Investigadores da Universidade de Hildesheim, na Baixa Saxónia, descobriram que durante quase 30 anos um professor de psicologia colocou propositadamente crianças abandonadas junto de pais adotivos com um historial de pedofilia que chegaram inclusive a receber apoios públicos. Tudo isto com o conhecimento das autoridades, avançou o Deutsche Welle esta quinta-feira.

Tudo começou nos anos 70, quando Helmut Kentler, um professor que ocupava uma posição de liderança no centro de pesquisa educacional de Berlim, decidiu começar o seu estudo, convencido de que o contacto entre pedófilos e crianças era inofensivo.
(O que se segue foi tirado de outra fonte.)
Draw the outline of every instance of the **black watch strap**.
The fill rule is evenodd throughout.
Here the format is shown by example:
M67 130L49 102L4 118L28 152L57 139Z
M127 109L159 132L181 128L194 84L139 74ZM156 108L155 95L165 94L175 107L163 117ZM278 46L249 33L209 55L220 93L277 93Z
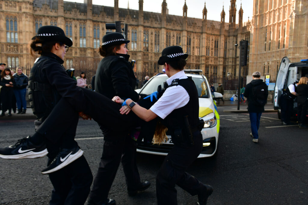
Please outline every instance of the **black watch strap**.
M129 107L131 108L132 108L135 105L136 105L136 103L133 101L129 104L128 106L129 106Z

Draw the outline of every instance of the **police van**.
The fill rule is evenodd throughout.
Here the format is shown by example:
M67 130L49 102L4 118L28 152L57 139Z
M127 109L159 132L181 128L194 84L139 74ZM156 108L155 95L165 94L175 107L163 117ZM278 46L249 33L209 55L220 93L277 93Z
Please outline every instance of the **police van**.
M279 70L277 74L275 85L274 101L274 109L278 110L278 118L281 119L279 100L280 96L288 87L297 79L308 74L308 59L301 60L300 62L291 63L287 57L282 58ZM294 103L293 116L297 113L297 103Z

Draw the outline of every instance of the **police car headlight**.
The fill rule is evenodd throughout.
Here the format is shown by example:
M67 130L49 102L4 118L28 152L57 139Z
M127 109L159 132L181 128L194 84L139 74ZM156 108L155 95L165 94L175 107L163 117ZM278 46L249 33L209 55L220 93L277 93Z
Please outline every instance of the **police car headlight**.
M217 122L216 116L215 113L212 112L202 118L204 121L204 126L203 128L212 127L215 125Z

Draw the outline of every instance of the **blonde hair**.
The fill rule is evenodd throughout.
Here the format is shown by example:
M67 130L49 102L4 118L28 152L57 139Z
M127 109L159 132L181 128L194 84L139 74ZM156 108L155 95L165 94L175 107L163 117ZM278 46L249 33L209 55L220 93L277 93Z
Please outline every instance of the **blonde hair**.
M307 77L302 77L299 79L299 82L298 82L298 85L301 84L307 84L307 81L308 81L308 78Z
M166 132L168 130L164 125L158 121L156 124L156 129L154 133L152 143L153 144L160 145L163 143L166 142L168 140L168 138L166 135Z

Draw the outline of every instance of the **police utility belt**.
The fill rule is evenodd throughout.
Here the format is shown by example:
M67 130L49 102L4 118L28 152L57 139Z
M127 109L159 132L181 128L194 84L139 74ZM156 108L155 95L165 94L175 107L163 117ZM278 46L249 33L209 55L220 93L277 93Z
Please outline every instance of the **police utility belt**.
M50 86L38 82L31 82L29 83L30 88L34 91L45 91L50 88Z
M171 136L174 143L177 142L190 146L194 144L194 134L197 131L201 131L204 126L204 121L203 119L200 120L199 124L192 128L189 125L188 117L188 116L184 116L183 127L177 128L174 129L174 134Z

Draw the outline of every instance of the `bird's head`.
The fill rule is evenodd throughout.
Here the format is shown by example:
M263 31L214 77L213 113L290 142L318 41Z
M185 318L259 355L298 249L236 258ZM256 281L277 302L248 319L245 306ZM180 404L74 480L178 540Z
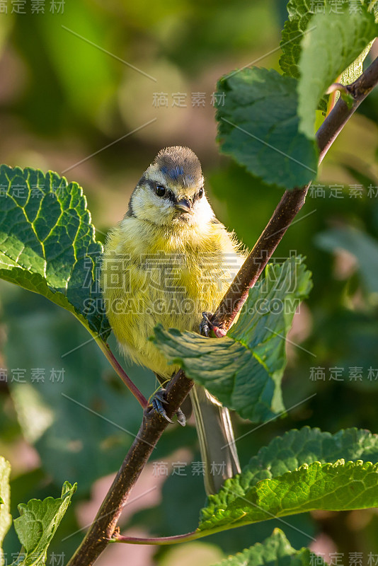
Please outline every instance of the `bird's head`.
M127 215L172 229L200 228L214 218L203 182L201 164L191 149L162 149L137 185Z

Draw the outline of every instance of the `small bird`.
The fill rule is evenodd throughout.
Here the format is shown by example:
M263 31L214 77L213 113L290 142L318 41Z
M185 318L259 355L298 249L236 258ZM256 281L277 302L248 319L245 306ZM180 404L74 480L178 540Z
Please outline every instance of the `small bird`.
M244 258L234 234L215 217L197 156L180 146L159 151L105 245L101 287L123 353L151 369L160 383L169 380L179 368L149 340L154 327L199 332L202 313L217 308ZM240 472L229 413L200 386L190 398L205 490L215 493ZM153 405L166 416L162 400L160 393ZM178 419L185 423L182 415Z

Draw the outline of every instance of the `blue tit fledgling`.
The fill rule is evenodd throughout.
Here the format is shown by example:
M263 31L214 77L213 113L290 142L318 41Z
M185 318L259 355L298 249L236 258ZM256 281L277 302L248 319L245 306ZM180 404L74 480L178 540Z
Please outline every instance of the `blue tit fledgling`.
M215 217L197 157L161 150L143 173L122 220L108 236L101 286L110 325L125 355L161 382L178 369L149 338L165 328L199 331L239 271L244 253ZM191 399L207 493L240 471L227 408L200 386Z

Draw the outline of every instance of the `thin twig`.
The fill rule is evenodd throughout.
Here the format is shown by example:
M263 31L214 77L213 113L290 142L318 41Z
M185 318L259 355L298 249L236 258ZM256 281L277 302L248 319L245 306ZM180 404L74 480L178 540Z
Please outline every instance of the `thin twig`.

Segundo o professor Kentler, que morreu em 2008, aqueles homens eram pais adotivos especialmente carinhosos.

A “experiência” só foi descoberta há alguns anos, quando duas das vítimas decidiram contar a sua história, dando início ao estudo realizado pela Universidade de Hildesheim.

Com recurso a documentos e a entrevistas, os investigadores universitários descobriram que a experiência contava com uma densa “rede entre instituições educacionais”, o escritório de assistência social juvenil e o Senado (a câmara alta do Parlamento alemão), na qual a pedofilia era “aceite, apoiada, defendida“. Durante quase 30 anos, estas instituições fecharam os olhos, tendo até aprovado algumas das colocações das crianças junto de pais adoptivos com um historial de pedofilia.

Alguns dos pais adotivos, segundo o estudo, eram académicos de alto perfil, sendo que a rede descoberta incluía membros importantes do Instituto Max Planck, da Universidade Livre de Berlim e da Escola Odenwald, em Hesse, que há vários anos esteve no centro de um escândalo de pedofilia.

O professor, que mantinha o contacto regular com as crianças e os pais adotivos, nunca foi acusado e as vítimas não receberam qualquer compensação, uma vez que quando estas decidiram falar sobre a sua experiência o caso já tinha prescrito.

Esta não foi a primeira vez que o caso foi investigado. Em 2016, a Universidade de Göttingen publicou um relatório sobre a “Experiência Kentler”, notando a falta de interesse do Senado em descobrir a verdade. Desta vez, as autoridades de Berlim garantem que irão desvendar o caso, escreve o mesmo jornal.